If you're heading out to a national park or anywhere rustic enough to bring close encounters with wildlife, don't leave food in your car. The smell of food can be enough to entice bears, which will stop at nothing to reach their goal.
In 2010, bears in Yosemite National Park broke into 188 cars, causing nearly $96,000 in damage, according to the National Park Service (NPS). Some of the damage they can cause includes:
  • Breaking windows.
  • Crushing the roof of a car.
  • Bending frames.
  • Rupturing camper or RV walls.
  • Tearing into back-seat areas to reach a trunk.
Comprehensive auto insurance coverage, if you have it, will pay for animal damage. This type of protection is not automatic -- you'll have to add it to your policy, and it will raise your premium. You'll also likely have to pay a deductible before coverage kicks in.
In addition to the repair bill, you'll likely be hit with a fine as well. National parks, including Yosemite, often fine visitors for failing to store their food properly. Failure to comply with Yosemite's food storage rules, for example, can bring a fine of up to $5,000, vehicle impoundment and revocation of your camping permit.
Given the expensive consequences, it's best to prevent bears from targeting your car in the first place. For one thing, you'll avoid having your car ripped apart. In addition, you'll be protecting the bears themselves. Bears that become dependent on human food quickly become a nuisance, according to NPS. They start spending too much time near people (and their food), and if bears become aggressive, they have to be killed.
Yet bear-proofing your car is no easy feat. Yosemite alone has hundreds of American black bears. They are strong, curious and clever, and have an excellent sense of smell. Even food that has been removed from a car hours ago can leave an aroma strong enough to attract bears. Things that campers may not think twice about can pique a bear's curiosity -- like trash, soap, cosmetics, canned goods and unwashed dishes.

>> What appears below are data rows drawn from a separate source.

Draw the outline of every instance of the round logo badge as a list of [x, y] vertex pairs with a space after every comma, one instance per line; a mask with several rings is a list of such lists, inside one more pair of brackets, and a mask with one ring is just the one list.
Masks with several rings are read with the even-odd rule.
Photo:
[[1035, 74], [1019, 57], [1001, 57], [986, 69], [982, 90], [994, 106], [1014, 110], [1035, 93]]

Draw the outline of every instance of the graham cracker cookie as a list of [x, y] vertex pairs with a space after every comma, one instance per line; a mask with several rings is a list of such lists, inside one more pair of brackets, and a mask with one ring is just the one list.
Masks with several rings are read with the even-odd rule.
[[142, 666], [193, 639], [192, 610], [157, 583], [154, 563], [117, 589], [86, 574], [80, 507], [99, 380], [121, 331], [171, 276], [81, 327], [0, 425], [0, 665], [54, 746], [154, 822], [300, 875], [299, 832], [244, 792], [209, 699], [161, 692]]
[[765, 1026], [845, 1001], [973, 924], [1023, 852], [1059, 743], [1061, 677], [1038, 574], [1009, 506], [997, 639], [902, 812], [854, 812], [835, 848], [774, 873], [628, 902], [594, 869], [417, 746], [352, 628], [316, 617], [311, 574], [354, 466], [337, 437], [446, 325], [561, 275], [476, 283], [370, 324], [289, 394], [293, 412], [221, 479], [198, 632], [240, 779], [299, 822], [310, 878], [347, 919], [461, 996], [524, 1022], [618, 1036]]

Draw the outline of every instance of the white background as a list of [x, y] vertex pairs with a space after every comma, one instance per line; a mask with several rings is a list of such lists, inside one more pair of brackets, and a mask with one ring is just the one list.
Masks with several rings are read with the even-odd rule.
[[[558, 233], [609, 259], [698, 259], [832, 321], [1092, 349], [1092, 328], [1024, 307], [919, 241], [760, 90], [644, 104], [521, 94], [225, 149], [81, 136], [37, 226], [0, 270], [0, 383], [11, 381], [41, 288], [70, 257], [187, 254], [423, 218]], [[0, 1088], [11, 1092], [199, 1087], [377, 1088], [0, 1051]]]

NPS provides the following guidelines for food storage:
  • Campers may store food in vehicles only during the day. The food must be hidden, and your windows must be completely closed.
  • Never store food in a pickup truck bed, or strap it to the top or side of your car.
  • After dark, remove all food from your car and store it in a bear-proof food locker. Many national park campsites make these lockers available to visitors for overnight food storage. Remove food only if you plan on eating it right away. Keep trash in the food locker as well (or put it in a bear-proof Dumpster).
  • Clean up the inside of your vehicle each day. Remove food wrappers, crumbs and beverage bottles.